In return, the state undertakes to ensure its own survival so that the individual will not have died in vain. This conditioning is inherited through DNA as well as fostered through pro-state propaganda and narratives of national superiority. The person who obeys this condition belongs—in every sense of the word—to their society.

Treason is the act of breaking this unconscious accord between the patriarchal state and the individual. Because the state seeks only to further its own aims—i.e. the aims of its ruling elite, the ‘deep state’ in current parlance—any act of treason must be publicised in the most outrageous emotional terms and punished with equal severity.

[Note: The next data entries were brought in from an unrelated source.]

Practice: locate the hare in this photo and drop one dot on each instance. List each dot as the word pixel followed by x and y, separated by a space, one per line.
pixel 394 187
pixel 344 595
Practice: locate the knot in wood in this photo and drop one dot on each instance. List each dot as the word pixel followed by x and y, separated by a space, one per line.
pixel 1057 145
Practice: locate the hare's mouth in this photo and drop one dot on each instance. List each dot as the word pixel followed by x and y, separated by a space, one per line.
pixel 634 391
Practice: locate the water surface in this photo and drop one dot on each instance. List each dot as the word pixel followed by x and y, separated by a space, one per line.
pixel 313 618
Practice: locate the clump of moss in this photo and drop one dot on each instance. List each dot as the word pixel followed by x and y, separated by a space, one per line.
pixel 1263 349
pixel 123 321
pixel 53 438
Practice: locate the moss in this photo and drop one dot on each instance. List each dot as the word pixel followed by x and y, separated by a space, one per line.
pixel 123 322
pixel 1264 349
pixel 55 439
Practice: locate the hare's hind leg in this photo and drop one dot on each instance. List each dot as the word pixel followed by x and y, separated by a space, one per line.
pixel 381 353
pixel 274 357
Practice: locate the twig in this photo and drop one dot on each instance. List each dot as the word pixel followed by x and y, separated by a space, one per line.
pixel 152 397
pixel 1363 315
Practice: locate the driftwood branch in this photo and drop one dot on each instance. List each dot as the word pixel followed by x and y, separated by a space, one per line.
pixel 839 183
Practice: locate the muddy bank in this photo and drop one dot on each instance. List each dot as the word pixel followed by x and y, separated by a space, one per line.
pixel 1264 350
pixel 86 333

Because the state seeks only to further its own aims—i.e. the aims of its ruling elite, the ‘deep state’ in current parlance—any act of treason must be publicised in the most outrageous emotional terms and punished with equal severity

During the American Civil War, William Bruce Mumford was convicted of treason for tearing down the United States flag. He was hanged in 1862, the last American to be executed for treason. In Britain that dubious honour falls to Theodore Schurch, son of a Swiss father and English mother. After his capture at Tobruk in 1942 he worked for German and Italian intelligence. He went to the gallows on 4 January 1946.

It took more than 50 years before Britain abolished the death penalty for treason. The emotional programming that underlies the charge of treason remains at work in the collective psyches of every patriarchal society.